Kutü´l-Amare, Osmanlı ordularının I. Dünya Savaşı´nda Irak Cephesi´nde kazandıkları en büyük zaferdir. Zafer, adını Irak´ın daha çok Medînetü´l Kût olarak bilinen Bağdat ile Amare arasındaki kasabasından alır.
Osmanlı Devleti, I. Dünya Savaşına olmayacak koşullar altında, tamamen yanlış bir stratejiyle girdi. Osmanlı´nın büyük gücü, Sultan Abdülhamid´in imparatorluğu emperyalist güçlere karşı korumak için ?İttihad-ı İslam (İslam Birliği)? fikriyatıyla kısmen bütünleştirebildiği ümmetti. Sultan, söylemle kalmamış, başta demiryolları inşası olmak üzere Osmanlı´yı bir inşaat alanına da dönüştürmüş, Osmanlı´nın imkânlarını artırmıştı.
İttihat ve Terakki, Sultan´ın otuz küsur yıl boyunca oluşturduğu sermaye ve imkânlarla I. Dünya Savaşı´na girdi. O gücü tüketti.
İngiltere, Irak ve Körfez kıyılarındaki petrol yataklarını I. Dünya Savaşı´ndan çok önce keşfetmişti. Hindistan´daki imkânlarını kullanarak sanayisi için can damarı olacak o yer altı zenginliklerine hâkim olmak istiyordu.
Osmanlı´nın savaşa girmesi, İngiltere´ye bu petrol yataklarını ele geçirmesi için büyük bir fırsat verdi. İngiltere, savaş başlar başlamaz Hindistan üzerinden Irak´ı işgal etmeye niyetlendi.
- Dünya Savaşı´nın İngiltere´si büyük imkânlara sahipti, dünya tarihinde ilk kez savaş uçaklarını dahi kullanıyordu.
İngiliz nüfusu sayılıydı ama İngilizler, istila ettikleri ülkelerin halklarından topladıkları askerlerle başka ülkeleri istila konusunda çok mahirdiler. Ne yazık ki İslamî uyanışın her yere ulaşma imkânı yoktu. İngiliz ordusunun önemli bir kısmı Hindistan´dan getirilen Müslüman ve Sih´lerden oluşuyordu.
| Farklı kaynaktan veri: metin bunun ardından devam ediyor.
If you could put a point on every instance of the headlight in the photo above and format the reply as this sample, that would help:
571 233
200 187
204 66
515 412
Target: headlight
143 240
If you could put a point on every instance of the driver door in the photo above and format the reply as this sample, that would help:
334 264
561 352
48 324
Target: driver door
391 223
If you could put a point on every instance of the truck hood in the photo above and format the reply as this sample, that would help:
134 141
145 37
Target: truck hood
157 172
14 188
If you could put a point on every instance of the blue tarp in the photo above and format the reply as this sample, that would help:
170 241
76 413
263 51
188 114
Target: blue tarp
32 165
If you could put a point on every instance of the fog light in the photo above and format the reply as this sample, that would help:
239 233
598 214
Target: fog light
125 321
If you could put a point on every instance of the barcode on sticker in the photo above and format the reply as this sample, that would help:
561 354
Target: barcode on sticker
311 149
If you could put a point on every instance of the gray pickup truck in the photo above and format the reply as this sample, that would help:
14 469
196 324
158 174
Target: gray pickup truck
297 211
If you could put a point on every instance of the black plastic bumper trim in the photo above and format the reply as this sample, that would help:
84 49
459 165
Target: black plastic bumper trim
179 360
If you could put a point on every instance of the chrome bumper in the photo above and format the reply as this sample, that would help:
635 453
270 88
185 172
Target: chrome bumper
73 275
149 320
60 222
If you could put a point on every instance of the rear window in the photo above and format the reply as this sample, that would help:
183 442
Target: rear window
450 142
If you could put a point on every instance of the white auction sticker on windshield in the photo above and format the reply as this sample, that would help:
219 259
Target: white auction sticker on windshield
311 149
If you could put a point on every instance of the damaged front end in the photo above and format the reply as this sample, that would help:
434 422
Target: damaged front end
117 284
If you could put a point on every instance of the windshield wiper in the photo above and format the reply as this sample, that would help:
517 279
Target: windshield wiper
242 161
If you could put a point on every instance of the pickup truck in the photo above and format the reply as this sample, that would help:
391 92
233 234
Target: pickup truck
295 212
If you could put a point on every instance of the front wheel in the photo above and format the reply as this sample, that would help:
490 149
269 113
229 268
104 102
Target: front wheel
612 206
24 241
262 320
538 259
Bir kısmı paralı askerlerden oluşan, bir kısmı da hain feodal beyler tarafından İngilizlerin hizmetine verilen Müslümanlar, kime karşı savaşa geldiklerini dahi bilmiyorlardı.
İngiltere ordusu, 6 Kasım 1914´te Basra yakınlarından Irak´a girdi. Irak´ın savunulması Basra´da Albay Suphi Bey komutasında 38.Tümen ile seyyar jandarma birliklerine bırakılmıştı. Bu birlikler mevcut teçhizatıyla, İngiliz ordusuna karşı koyamazdı. Basra ilk hücumlarda elden çıktı. Bunun üzerine Kurmay Binbaşı Süleyman Askerî Bey ve Teşkilat-ı Mahsusa´dan gönüllü 40-50 subayın katılımıyla oluşturulup ?Osmancık Taburu? adı verilen tabur, 17 Aralık 1914´te bölgeye gitti.
Bölge halkı Sünnî ve Şiî Araplardan oluşuyordu. Türk, Kürt, Laz, Çerkez bir ümmet ordusu olan Osmanlı birliğinin onların desteğine ihtiyacı vardı. Müslüman halk, bu ihtiyaca olumlu cevap verdi, mezhep farkı olmadan bütün varlığıyla İngilizlere karşı direnişe geçti, İngilizlerin ilerleyişini ağırlaştırdı. Teçhizatları ve iyi eğitimleri ile küçük bir kuvvetle Irak´ı işgal edeceklerini düşünen İngilizler, Müslümanların direnişi karşısında şaşırdılar ve Hindistan´dan Irak´a binlerce asker taşımak zorunda kaldılar. Böylece Irak, kolay lokma olmaktan çıkmış, önemli cephelerden biri hâline gelmişti.
Süleyman Askerî, 20 Ocak 1915´te iki bacağından yaralandı. Buna rağmen kendisine katılan bölge halkının desteğiyle 11-12 Nisan 1915´te Bercisiyye ve Şuaybe´deki İngiliz mevzilerine taarruz etti. Süleyman Askerî Bey´in bu acemice taaruzu, binlerce yerli Müslümanın şahadetiyle sonuçlandı ve yenilgiyi kabullenmeyen İttihatçı subay intihar ederek hayatına son verdi. Bölge halkı ise verdiği kayıplara rağmen Osmanlı ordusunu desteklemeye devam etti.